В понедельник не пришел на экзамен Лебедев, и под его, видимо, давлением не пришла Ровнер. Лебедеву, конечно, стыдно после моего с ним последнего разговора. Я согласился на все условия: все три спецкурса. Но когда мы подошли к его фронтальному курсу, к ХVIII веку, я отказал. Лебедев, видимо, был пьян и искал себе героического отступления, он просто послал меня… На следущий день Г.В. перезвонила его секретарше, но не соединились. Я хотел поступить, как старший и более мудрый, а потом и у меня заело…
В понедельник же первый курс разыграл на сцене плавтовский "Котел". Все было, как в античные времена, все роли исполняли мужчины, особенно хороши были братья Черепановы. В роли какой-то дуэньи был мил и мой Юра Роговцев. Как естественно держались ребята, какой замечательный педагог Елена Алимовна! Для меня это представление тоже было хорошим уроком: и в прежние времена, как и теперь, зрительский интерес держался на быте, на нравах, на перипетиях семейных отношений.

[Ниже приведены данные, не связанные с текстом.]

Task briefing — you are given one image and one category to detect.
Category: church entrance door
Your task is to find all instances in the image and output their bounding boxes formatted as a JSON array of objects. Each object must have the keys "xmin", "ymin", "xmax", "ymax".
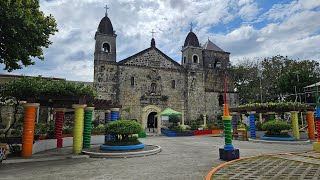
[
  {"xmin": 147, "ymin": 112, "xmax": 157, "ymax": 133},
  {"xmin": 142, "ymin": 105, "xmax": 161, "ymax": 135}
]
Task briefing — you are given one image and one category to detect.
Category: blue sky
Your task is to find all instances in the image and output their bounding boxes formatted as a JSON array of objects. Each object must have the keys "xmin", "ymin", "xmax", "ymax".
[{"xmin": 1, "ymin": 0, "xmax": 320, "ymax": 82}]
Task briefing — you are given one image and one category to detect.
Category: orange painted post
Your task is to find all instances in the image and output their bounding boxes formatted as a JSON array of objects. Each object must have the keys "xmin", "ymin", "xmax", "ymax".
[
  {"xmin": 306, "ymin": 111, "xmax": 315, "ymax": 139},
  {"xmin": 21, "ymin": 103, "xmax": 39, "ymax": 158}
]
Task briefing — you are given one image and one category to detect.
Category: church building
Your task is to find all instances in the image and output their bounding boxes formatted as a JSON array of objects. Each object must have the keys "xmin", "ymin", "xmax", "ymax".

Сегодня — экзамены у аспирантов. Мое счастье, что они хорошо отвечали.
В 15 часов началась защита дипломов. Я счастлив, что пятерку получил Виталий Амутных. А ведь при другом раскладе смело мог бы и не получить.
22 мая, среда. Вечером вместе с Толкачевым ходили в болгарское посольство на прием по случаю дня славянской письменности. Помню прием позапрошлого года, когда на огромной террасе с видом на Москву жарили люля и была масса знаменитых лиц. Тогда я еще разговорился с Геращенко и сказал ему, что уважаю его за твердость. Нынче народа, может быть, было больше, но лица все помятые, неизвестные. Как тень прошлого, промелькнул Андрей Дементьев. Еды было скандально мало, все ходили с пустыми тарелками. Стало заметно, что Болгария обеднела и из богатой державы, ибо была огородом всех социалистических стран, превратилась в заштатную странишку со следами, как протертые кружева, былого величия. Зачем такой же, как в Версале, прием? Интересная мыслишка пришла мне в голову. Практически за этот прием, как за чечевичную похлебку, Болгария купила первородство грамоты и культуры огромной державы — России.